Status: DRAFT
Author: jeffbrown@google.com
This document is a specification of the Fuchsia Interface Definition Language (FIDL) v2.0 data structure encoding.
See FIDL 2.0: Overview for more information about FIDL's overall purpose, goals, and requirements, as well as links to related documents.
WORK IN PROGRESS
A message is a contiguous data structure represented using the FIDL Wire Format, consisting of a single in-line primary object followed by a sequence of out-of-line secondary objects stored in traversal order.
Messages are aggregates of objects.
The primary object of a message is simply the first object it contains. It is always a struct of fixed size whose type (and size) is known from the context (such as by examining the method ordinal in the interface call header).

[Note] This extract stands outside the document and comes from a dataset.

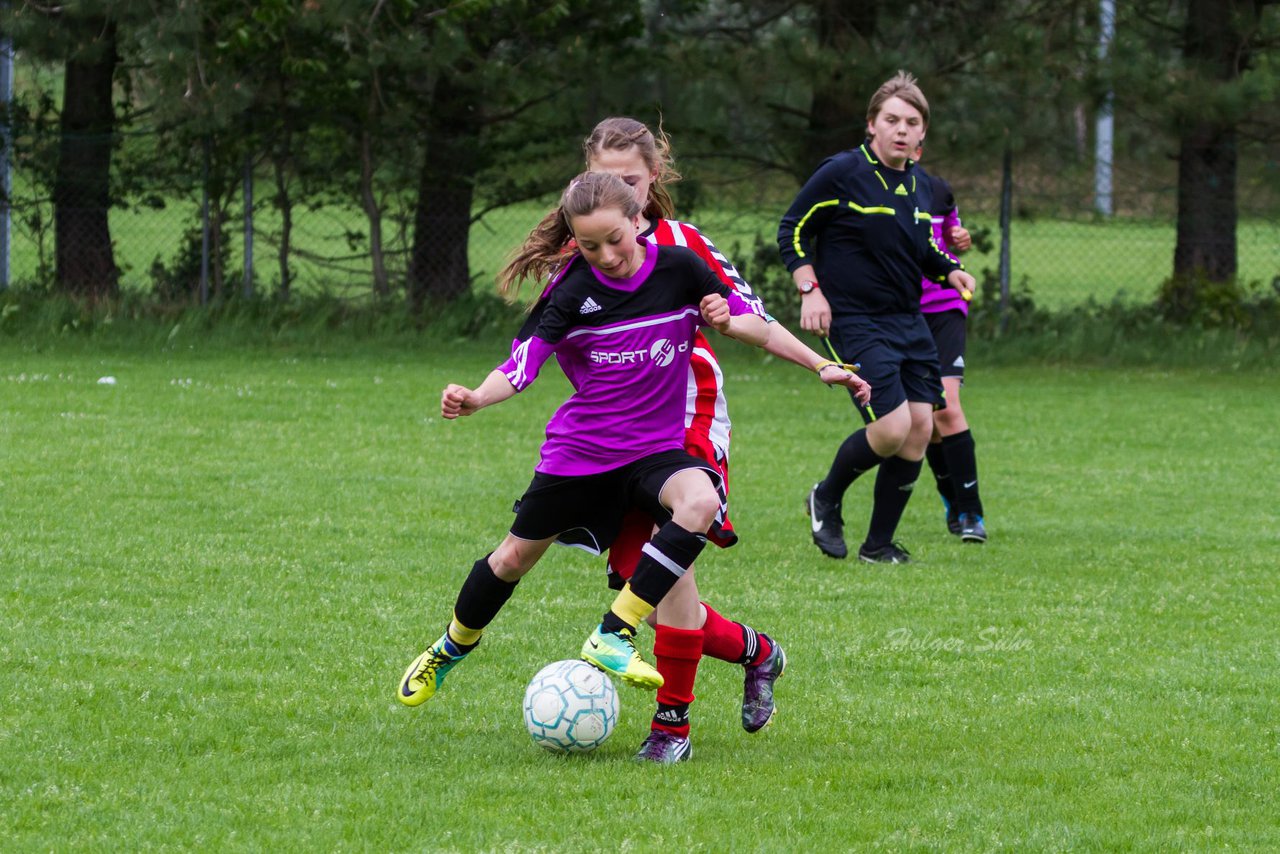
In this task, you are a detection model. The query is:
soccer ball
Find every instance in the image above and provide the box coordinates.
[522,659,619,754]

To store variable-size or optional data, the primary object may refer to secondary objects, such as string content, vector content, structs, and unions. Secondary objects are stored** out-of-line** sequentially in traversal order following the object which reference them. In encoded messages, the presence of secondary objects is marked by a flag. In decoded messages, the flags are substituted with pointers to their location in memory (or null pointers when absent).
Primary and secondary objects are 8-byte aligned and stored sequentially in traversal order without gaps other than the minimum required padding to maintain object alignment.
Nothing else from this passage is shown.